Train on 1600 samples, validate on 400 samples
Epoch 1/10
Epoch 2/10
Epoch 3/10
Epoch 4/10
Epoch 5/10
Epoch 6/10
Epoch 7/10
Epoch 8/10
Epoch 9/10
Epoch 10/10


In [103]:
autoencoder.summary()

Model: "model_1"
_________________________________________________________________
Layer (type)                 Output Shape              Param #   
input_1 (InputLayer)         (None, 30)                0         
_________________________________________________________________
dense_7 (Dense)              (None, 100)               3100      
_________________________________________________________________
dense_8 (Dense)              (None, 50)                5050      
_________________________________________________________________
dense_9 (Dense)              (None, 50)                2550      
_________________________________________________________________
dense_10 (Dense)             (None, 100)               5100      
_________________________________________________________________
dense_11 (Dense)             (None, 30)                3030      
Total params: 18,830
Trainable params: 18,830
Non-trainable params: 0
_______________________________________________________

## Obtain the Latent Representations
Now, the model is trained. We are intereseted in obtaining latent representation of the input learned by the model. This can be accessed by the weights of the trained model.

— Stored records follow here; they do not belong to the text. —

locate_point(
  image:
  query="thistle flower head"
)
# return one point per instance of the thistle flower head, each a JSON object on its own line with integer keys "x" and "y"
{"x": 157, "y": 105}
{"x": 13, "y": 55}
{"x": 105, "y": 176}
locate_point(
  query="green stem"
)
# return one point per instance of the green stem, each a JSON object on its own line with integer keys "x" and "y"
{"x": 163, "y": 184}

We will create another network containing sequential layers, and we will only add the trained weights till the third layer where latent representation exists. 

In [104]:
autoencoder.layers

[<keras.engine.input_layer.InputLayer at 0x1ea002f1e10>,
 <keras.layers.core.Dense at 0x1ea002f1da0>,
 <keras.layers.core.Dense at 0x1ea002f1128>,
 <keras.layers.core.Dense at 0x1ea00654780>,
 <keras.layers.core.Dense at 0x1ea006529e8>,
 <keras.layers.core.Dense at 0x1ea050666d8>]

In [105]:
hidden_representation = Sequential()
hidden_representation.add(autoencoder.layers[0])
hidden_representation.add(autoencoder.layers[1])
hidden_representation.add(autoencoder.layers[2])

In [106]:
norm_hid_rep = hidden_representation.predict(x_norm[:3000])
fraud_hid_rep = hidden_representation.predict(x_fraud)

## Visualize  T-SNE the latent representations : Fraud Vs Non Fraud
We will create a training dataset using the latent representations obtained and let's visualize the nature of fraud vs non-fraud cases. 

In [107]:
rep_x = np.append(norm_hid_rep, fraud_hid_rep, axis = 0)
y_n = np.zeros(norm_hid_rep.shape[0])
y_f = np.ones(fraud_hid_rep.shape[0])
rep_y = np.append(y_n, y_f)
tsne_plot(rep_x, rep_y)

Perfect graph, we can observe that now fraud and non-fraud transactions are pretty visibile and are linearly separable.